This is shaping up splendidly. It's going to be extremely useful (and I can't wait to start to share it with my students and colleagues.

Here are some comments on the current draft:

1) I'd suggest separating the "Why and "who" and bolstering the "Why". For the "why" a painful anecdote or two might be helpful (sent wrong version of file using naming like "reallyfinalfixes04-05-07"; someone clobbered your shared Dropbox folders). I'd suggest that you consider moving the "Git has been repurposed" through the end of the "In my opinion, for new users" paragraph to this section. I also wonder if the "Many people who don't use Git" paragraph belongs earlier.

* See #4

2) Consider changing "Is this going to hurt?" from "Yes" to "Yes, at least somewhat".

* I'm sticking with the blunt "Yes" because I think the shock value of this admission is probably constructive.

3) Move discussion of issues up to intro of Github section.

* See #5

4) Adding the example of a commit, diff, and tag would be extremely helpful.

* Yes, once I consider the prose "done-ish", I'm going to work on a couple of examples / diagrams. I'm linking to inspirational diagrams where I can now, to give a sense of what I want.

5) Consider relegating BigBucket and Gitlab to a section on "more advanced topics", appendix, or paragraph in the conclusion.

* Agreed, I've moved all but the first passing mention to a section on "extras"

6) Consider adding an example where you've added a pdf formatted output along with a Rmd (but this can generate a merge conflict if someone else re-renders it and commits the changes).

* See #6

7) Mentioning the "github_document !!! keep_md = TRUE !!! is a really good idea.

* I cover this now and have a note to show the yaml in the yet-to-be made example/diagram.

8) More discussion of the features (and serious limitations IMHO) of the RStudio IDE in terms of git. Specifically, mention of the need for students and instructors to work sometimes in the shell and sometimes using the IDE). This could be exiled.
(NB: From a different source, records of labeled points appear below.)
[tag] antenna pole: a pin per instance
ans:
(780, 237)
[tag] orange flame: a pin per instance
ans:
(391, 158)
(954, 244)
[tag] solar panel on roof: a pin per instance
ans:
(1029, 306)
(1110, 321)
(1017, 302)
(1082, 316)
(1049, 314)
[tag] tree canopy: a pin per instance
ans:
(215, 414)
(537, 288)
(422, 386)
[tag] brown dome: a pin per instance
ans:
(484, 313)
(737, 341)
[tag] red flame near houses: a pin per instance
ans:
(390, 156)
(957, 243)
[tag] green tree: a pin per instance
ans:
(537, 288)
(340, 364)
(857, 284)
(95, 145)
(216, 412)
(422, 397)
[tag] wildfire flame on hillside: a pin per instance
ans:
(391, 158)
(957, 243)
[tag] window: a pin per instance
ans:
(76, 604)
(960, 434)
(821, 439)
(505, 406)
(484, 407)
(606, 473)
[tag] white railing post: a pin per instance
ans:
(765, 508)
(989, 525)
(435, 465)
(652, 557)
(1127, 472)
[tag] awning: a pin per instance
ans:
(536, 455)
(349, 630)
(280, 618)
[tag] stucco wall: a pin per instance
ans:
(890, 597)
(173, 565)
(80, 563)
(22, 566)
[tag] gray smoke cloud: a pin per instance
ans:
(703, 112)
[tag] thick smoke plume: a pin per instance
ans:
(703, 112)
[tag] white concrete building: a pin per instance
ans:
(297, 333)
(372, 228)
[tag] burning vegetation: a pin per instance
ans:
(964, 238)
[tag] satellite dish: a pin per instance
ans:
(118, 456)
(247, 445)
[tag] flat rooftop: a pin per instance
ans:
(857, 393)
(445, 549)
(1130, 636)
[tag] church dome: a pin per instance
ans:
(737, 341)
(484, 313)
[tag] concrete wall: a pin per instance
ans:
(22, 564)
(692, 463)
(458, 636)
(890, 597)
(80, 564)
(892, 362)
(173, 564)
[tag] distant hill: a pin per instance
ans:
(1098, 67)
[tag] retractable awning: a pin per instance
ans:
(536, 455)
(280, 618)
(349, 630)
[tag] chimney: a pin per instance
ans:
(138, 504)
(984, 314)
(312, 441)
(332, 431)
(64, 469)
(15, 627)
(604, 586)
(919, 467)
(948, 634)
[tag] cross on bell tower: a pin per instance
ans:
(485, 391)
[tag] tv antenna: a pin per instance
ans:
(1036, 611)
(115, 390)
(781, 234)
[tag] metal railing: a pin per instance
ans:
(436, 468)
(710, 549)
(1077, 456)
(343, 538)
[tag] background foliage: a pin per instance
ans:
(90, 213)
* I don't think I'm going to have room for this here. I do already point out that RStudio has major gaps and that one can use a mix of RStudio, another Git client, and the shell.

9) Move pull requests (and branching) to the advanced section.

* Agreed, moved into "more resources".

10) Mention some lighter weight github options for teaching

* Haven't explicitly done this but now have links to GitHub Education and GitHub Classroom, which would lead people to more resources, their blog, etc.

11) At a time when there's increased scrutiny on transparency and reproducibility, we are compelled to up our game (and for instructors ensure that the next generation of students have the appropriate skills and tools to be able to wrangle, analyze, and communicate in groups).

* Something like this will go in the yet-to-be written conclusion.

I've also pasted in some of the background suggestions I made many moons ago in the issue you reference above:

The following thoughts and/or URL's may be useful for background for your github paper (kudos ago for the fabulous http://happygitwithr.com/ book)

tools to support the teaching of statistics as a "team sport": we get laughed at if we don't sport better workflows

http://www.businessinsider.com/github-ceo-chris-wanstrath-interview-2015-10

Coursera Data Science specialization example of how github is used at scale!

aspects of rawgit.com and why it is useful

http://stats.stackexchange.com/questions/2910/how-to-efficiently-manage-a-statistical-analysis-project as part of a broader set of questions

http://xkcd.com/1296/

Someone sent me: http://xkcd.com/1597/

I laughed: there's more than a grain of truth in this.

But there's a bigger issue here. A few years back I was stunned when there was a talk by one of the RStudio developers at one of the larger federal statistical agencies. None of the audience members were using a source code/version control system. I suspect that not much has changed in the interim.

When do we teach this to our students? How can we teach this to our students unless we eat the same dog food?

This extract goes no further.